Rick Santorum may have won Iowa, but does it even matter?

at 08:46 AM ET, 01/19/2012

Updated at 10:32 a.m.

It appears quite possible that Rick Santorum — not Mitt Romney — won the Iowa caucuses two weeks ago.

We’ll never know for sure due to incomplete official results, but according to the final results released today, Santorum has a 34-vote edge on Romney, casting doubt on the previous version of events that Romney won by eight votes and, at the very least, making the race a virtual tie.

But does it even matter?

In a word, yes. But there’s also little reason to believe it will recast the Republican presidential race in any major way.

While Romney’s campaign conceded the virtual tie Thursday morning, Santorum’s campaign immediately declared victory, seizing upon the result as proof of its momentum and Romney’s fallibility.

“We’ve had two early state contests with two winners, and the narrative that Gov. Romney and the media have been touting of ‘inevitability’ has been destroyed,” Santorum spokesman Hogan Gidley said.

But you can’t un-ring a bell.
Republican presidential candidate and former Pennsylvania senator Rick Santorum arrives at the USS Yorktown, in Mount Pleasant, S.C. on Tuesday. (AP Photo/Matt Rourke)

Romney’s performance in Iowa has been cemented into the nation’s memory as a win, however narrow it was. And when you combine that with his win in New Hampshire, it has furthered the picture of Romney as the undefeated likely nominee.

With that perception have come money, establishment support and a lead in the polls in South Carolina.

None of those things are going to disappear if a couple dozen votes shift in Iowa, thereby moving the race in Santorum’s favor. Romney is still the favorite in both South Carolina and Florida, where he holds double-digit leads and could effectively end the GOP race.

True, Romney could no longer say he’s the first Republican in decades to win both of the two earliest states, but the reason winning is so important is because presidential campaigns are about momentum. And basically all the momentum from Iowa has already been used up; there’s not much for Santorum to salvage.

Indeed, Santorum seems resigned to that fact, suggesting earlier this week that a win in Iowa would have a small effect.

“What better time to get a little bump in winning Iowa?”he said Tuesday in an interview with Fox News.

But maybe a “little bump” could help.

What it could do is help Santorum to win the anti-Romney mantle. Santorum is currently fighting with Newt Gingrich for it, and if he’s got a win (or quasi-win) in Iowa, he could argue that he’s already beaten Romney in one state and could do it again.

Which is exactly what his campaign appears to be doing.
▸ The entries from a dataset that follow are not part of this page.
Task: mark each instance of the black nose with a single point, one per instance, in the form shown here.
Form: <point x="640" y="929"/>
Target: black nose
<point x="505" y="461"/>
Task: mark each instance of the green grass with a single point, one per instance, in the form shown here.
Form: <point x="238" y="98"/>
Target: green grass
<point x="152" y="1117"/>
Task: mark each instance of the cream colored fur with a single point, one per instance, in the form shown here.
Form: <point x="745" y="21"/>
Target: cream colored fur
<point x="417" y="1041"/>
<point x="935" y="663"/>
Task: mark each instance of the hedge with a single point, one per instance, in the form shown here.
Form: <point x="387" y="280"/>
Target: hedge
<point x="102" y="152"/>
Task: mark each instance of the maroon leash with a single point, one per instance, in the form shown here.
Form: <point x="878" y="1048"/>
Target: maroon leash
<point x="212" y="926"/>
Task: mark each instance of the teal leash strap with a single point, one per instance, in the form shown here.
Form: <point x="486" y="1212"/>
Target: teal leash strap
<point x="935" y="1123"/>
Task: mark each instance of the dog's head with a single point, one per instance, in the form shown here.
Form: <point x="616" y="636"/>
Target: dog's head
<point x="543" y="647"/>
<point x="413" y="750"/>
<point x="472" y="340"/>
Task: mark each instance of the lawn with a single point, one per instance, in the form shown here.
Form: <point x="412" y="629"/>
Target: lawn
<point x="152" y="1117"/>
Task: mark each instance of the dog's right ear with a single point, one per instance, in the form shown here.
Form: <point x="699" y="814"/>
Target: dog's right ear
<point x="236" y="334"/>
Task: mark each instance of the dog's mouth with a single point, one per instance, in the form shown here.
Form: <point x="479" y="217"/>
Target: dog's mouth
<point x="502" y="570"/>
Beyond that, though, we wouldn’t expect a reversal of the Iowa result to be earth-shattering news. Especially in light of Rick Perry ending his campaign and ABC News releasing an interview with one of Newt Gingrich’s ex-wives today.

It may be an unwelcome distraction for Romney and a momentary bump for Santorum, but the structure of the race ahead has already taken shape, and Romney’s moral victory — even if it the actual victory goes by the wayside — has already served its purpose.